Dying Man Reunited with Beloved Dog Makes Complete Turnaround
By Jerry A. Kane
James Wathen, a terminally-ill patient at Baptist Health Corbin in Corbin, Kentucky, had stopped eating and had become weak and frail. His condition kept deteriorating, and he was barely able to talk. Wathen managed to whisper to a nurse his wish to see his dog, Bubba, just one more time. The 73-year-old hadn’t seen his one-eyed Chihuahua with no bottom teeth since he arrived by ambulance at the Whitley County hospital six weeks earlier.
“One of our social workers realized it was mourning the loss of the dog that was making our patient even worse and emotionally unhealthy, we pulled out all the stops and found the dog,” said Kimberly Probus, Chief Nursing Officer at Baptist Health Corbin
When time is of the essence, administrative policies can be cumbersome and time-consuming, so it’s often easier to ask for forgiveness than to ask for permission. So a group of nurses decided to track down Bubba and arrange a reunion with Wathen, even though the hospital had a rule against pets.
After a series of phone calls, the nurses found out that Bubba had been turned over to the Knox-Whitley Animal Shelter and then subsequently placed in a foster home because of his age. The nurses discovered that Bubba had also recently fallen ill. He too had stopped eating about a week before they made contact with the shelter to arrange the reunion.
“The dog quit eating a week ago, which is very strange. The dog didn’t know where James was and James didn’t know where the dog was and believe it or not, they both stopped eating at about the same time,” said Mary-Ann Smyth, Knox-Whitley Animal Shelter President
The nurses arranged for the shelter to bring Bubba to the hospital Saturday, October 11.
“He was so sad at first. We had him wrapped in a baby blanket and he was shivering. The minute we got about 20 steps from this guy’s room — I kid you not — his little head went up. His eyes got real bright and he was like a different dog,” Smyth said.
Bubba’s mood changed immediately upon seeing Wathen, and Wathen began crying when he saw Bubba.
“They didn’t think James was going to make it. I was 10 feet from his bed and you could barely understand him because he was so hard to hear. The nurse had to lean up right against his face to hear what he was saying,” Smyth said.
During their 30-minute reunion, Wathen gradually began to improve. He slowly perked up and his mood changed significantly as he petted and played with Bubba on his bed.
“When Bubba was handed to James he started to cry and then Bubba started to snuggle James and it makes you realize that animals are not just pets they are loved ones,” wrote Deanna Myers, Knox Whitley Animal Shelter Director, on her Facebook page.
The impact of the reunion was readily apparent. “There wasn’t a dry eye in the room,” Probus said.
“To see those two. To see James and Bubba get back together. It was heartwarming. It’s why we do what we do,” Smyth said.
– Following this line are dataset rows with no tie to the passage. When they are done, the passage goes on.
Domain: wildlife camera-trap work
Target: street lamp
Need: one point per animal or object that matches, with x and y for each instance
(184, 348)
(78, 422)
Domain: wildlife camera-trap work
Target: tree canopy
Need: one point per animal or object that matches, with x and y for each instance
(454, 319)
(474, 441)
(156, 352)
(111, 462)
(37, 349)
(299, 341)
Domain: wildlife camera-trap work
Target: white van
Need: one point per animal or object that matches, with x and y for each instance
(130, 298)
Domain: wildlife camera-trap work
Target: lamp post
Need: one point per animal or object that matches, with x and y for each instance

The visit seemed to do wonders for Wathen. Nurses reported the next day that he seemed like a new person. When Bubba returned for a second visit on Tuesday, Wathen’s turnaround was complete. He was now sitting up and eating.
“Both are so happy to see each other and both seem to be doing better! The power of love can go along way!” the shelter posted on its Facebook page
Seeing the positive impact Bubba has had on Wathen, Baptist Health Corbin is revising its pet visitation policy to ensure Bubba will have visitation privileges.
“I hope this story will show to people the tremendous difference that animals can make in people’s lives,” Smyth said.
Hospital administrators are working to implement a pet visitation policy for similar situations now that they’ve witnessed first hand the healing power pets provide their owners.